Тернер часто заморгал. Эдмунд вдруг понял, как можно поскорее завершить этот неприятный разговор, и боль в животе тут же утихла. Если его гость так хочет поиграть, то пусть играет, но по правилам хозяина.
Совершенно равнодушно Эдмунд сказал:
– Кстати, я верю, что вы отец моих сестер. На днях, рассматривая семейный портрет, убедился, что у них ваши глаза. Надеюсь, что теперь вы будете о них заботиться. Должно быть, вы очень по ним соскучились за то время, пока пребывали в заключении. Как думаете, их обрадует известие, что они бастарды? Возможно, вы сможете их утешить, заменив отца, которого погубили.

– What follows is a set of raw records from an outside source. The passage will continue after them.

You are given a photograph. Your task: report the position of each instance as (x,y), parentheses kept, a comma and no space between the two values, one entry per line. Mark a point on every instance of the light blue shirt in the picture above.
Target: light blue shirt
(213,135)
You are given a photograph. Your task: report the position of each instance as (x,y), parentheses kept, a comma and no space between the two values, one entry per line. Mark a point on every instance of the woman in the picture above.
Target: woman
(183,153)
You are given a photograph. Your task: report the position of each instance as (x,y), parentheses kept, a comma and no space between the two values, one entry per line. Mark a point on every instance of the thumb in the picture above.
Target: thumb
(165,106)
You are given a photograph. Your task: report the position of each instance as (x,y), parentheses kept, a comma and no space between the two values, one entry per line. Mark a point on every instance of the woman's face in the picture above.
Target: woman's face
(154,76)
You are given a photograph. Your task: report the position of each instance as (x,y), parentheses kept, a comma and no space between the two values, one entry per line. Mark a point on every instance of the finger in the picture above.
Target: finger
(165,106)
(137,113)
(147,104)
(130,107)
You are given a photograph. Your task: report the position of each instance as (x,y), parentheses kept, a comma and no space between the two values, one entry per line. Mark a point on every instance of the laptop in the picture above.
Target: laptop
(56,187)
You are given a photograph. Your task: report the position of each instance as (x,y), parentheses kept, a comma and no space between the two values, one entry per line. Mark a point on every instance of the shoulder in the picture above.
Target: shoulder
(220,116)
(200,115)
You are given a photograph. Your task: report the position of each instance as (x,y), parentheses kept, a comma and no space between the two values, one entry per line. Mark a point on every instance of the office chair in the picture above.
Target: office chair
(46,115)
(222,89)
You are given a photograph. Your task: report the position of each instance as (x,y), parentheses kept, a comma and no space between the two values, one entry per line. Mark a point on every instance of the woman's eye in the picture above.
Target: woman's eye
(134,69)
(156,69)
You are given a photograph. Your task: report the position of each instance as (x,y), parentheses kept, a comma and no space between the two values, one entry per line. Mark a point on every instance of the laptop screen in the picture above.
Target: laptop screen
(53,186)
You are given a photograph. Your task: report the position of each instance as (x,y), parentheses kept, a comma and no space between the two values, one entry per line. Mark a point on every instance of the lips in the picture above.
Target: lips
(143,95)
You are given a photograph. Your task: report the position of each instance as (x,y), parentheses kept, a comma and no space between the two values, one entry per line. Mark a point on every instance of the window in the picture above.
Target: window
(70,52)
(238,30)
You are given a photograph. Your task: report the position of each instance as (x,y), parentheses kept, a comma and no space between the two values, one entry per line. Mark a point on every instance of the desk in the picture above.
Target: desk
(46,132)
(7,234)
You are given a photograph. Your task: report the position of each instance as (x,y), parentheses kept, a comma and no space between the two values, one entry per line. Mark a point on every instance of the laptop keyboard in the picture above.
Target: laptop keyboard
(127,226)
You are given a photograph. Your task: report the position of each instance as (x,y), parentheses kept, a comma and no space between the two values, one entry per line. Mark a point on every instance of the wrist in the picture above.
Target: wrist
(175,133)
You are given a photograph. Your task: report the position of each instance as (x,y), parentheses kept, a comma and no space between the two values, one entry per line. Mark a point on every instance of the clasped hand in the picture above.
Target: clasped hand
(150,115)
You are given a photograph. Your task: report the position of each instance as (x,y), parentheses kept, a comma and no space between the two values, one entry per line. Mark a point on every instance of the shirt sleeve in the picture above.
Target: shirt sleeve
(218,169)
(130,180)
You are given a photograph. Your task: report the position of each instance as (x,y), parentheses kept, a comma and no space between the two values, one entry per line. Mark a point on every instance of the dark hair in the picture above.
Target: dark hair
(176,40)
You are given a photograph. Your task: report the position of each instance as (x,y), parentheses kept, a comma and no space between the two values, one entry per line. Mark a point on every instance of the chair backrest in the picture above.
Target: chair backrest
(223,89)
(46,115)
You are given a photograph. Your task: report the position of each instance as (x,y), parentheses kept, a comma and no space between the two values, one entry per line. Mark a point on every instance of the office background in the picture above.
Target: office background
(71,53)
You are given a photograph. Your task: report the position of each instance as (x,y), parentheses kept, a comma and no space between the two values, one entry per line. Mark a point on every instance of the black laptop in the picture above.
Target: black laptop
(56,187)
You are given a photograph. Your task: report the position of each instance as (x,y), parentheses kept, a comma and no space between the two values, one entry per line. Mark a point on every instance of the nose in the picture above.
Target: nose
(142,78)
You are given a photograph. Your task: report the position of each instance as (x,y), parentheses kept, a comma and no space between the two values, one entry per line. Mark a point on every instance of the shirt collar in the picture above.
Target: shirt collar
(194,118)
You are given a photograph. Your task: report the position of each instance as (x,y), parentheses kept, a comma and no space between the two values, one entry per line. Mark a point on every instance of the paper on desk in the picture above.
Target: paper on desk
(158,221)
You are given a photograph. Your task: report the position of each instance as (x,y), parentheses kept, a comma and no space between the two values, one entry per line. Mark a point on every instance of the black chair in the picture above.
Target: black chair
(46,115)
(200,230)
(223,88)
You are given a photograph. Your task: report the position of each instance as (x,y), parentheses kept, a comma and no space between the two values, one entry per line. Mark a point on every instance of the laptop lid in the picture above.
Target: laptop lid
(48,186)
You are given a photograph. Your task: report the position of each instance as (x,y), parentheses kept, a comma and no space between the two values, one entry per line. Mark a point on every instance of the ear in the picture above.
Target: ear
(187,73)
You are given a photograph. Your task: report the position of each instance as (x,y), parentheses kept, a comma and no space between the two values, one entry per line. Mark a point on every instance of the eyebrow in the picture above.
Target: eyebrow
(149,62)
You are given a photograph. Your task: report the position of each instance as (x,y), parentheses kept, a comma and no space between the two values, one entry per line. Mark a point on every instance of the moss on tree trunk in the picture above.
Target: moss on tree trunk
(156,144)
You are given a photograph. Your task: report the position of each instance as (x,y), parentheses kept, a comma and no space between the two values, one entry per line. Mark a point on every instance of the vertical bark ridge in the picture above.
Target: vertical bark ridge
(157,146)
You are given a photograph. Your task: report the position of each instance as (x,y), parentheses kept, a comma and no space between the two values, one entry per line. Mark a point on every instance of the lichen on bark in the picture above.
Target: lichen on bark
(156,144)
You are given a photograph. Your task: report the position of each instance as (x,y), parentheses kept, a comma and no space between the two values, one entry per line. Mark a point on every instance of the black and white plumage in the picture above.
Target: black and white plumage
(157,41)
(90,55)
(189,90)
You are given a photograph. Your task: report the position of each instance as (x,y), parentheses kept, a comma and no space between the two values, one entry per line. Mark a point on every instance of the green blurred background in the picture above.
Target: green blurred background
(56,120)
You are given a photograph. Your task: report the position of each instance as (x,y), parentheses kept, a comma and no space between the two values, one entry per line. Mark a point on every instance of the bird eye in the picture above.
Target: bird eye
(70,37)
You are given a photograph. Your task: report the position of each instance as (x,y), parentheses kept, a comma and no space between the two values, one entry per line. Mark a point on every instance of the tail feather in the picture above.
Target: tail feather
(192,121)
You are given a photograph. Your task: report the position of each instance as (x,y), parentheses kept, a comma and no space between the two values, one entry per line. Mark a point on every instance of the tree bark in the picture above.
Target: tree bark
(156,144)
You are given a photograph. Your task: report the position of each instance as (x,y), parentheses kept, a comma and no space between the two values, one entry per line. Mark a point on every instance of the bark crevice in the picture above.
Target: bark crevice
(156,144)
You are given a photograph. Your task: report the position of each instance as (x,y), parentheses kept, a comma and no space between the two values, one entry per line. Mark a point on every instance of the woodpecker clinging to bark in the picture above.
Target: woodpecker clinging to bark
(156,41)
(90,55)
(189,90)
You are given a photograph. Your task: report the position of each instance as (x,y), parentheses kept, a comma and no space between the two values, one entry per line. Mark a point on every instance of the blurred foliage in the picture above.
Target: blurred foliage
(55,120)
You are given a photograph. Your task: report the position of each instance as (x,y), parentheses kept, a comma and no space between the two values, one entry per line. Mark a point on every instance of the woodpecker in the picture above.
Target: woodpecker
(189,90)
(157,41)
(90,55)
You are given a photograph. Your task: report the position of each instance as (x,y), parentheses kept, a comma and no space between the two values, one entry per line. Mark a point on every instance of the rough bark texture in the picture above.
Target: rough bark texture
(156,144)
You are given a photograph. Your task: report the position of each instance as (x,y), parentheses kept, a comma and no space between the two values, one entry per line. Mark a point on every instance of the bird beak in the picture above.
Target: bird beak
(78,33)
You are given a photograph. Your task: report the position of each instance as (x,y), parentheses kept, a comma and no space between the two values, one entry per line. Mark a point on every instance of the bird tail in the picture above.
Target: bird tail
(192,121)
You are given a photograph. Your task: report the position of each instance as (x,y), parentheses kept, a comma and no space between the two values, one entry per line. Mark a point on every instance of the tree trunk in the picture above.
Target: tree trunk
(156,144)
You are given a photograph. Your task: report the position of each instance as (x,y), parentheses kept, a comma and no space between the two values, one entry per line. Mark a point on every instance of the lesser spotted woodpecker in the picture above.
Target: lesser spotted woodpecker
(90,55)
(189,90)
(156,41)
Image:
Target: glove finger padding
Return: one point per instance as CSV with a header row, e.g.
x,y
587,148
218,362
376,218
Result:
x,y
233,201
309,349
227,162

– Я? А может, ты? – прорычал Тернер. – Заткни-ка лучше свою пасть. Ты ничего не понимаешь и не знаешь, что тогда произошло.
В ответ Эдмунд пожал плечами:
– Всего несколько недель назад вы признались, что обесчестили мою мать и мои сестры – ваши незаконнорожденные дети. Я прекрасно помню ваши слова. Или, может, вы солгали?
На лице злодея не осталось и тени ухмылки.
– Нет, это неоспоримая правда.
– Ну что же, с этим разобрались. Если вы утверждаете, что сказали правду, у меня нет причин вам не доверять.
Тернер с такой ненавистью сверлил его взглядом, что Эдмунд удовлетворенно улыбнулся и продолжил:
– Итак, вы здесь для того, чтобы красть, но не мое серебро и не мою жену. Ума не приложу, о чем тогда речь.
– О рубинах графа Хавьера.
– Ха! Этого я не ожидал.
– Может, слышал про кражу драгоценностей в Мейфэре? Заметь, я не сказал, что каким-то образом к этому причастен.
– Жемчуга леди Шерингбрук? – припомнил Эдмунд. – Это единственный случай, о котором мне известно. А что, были еще?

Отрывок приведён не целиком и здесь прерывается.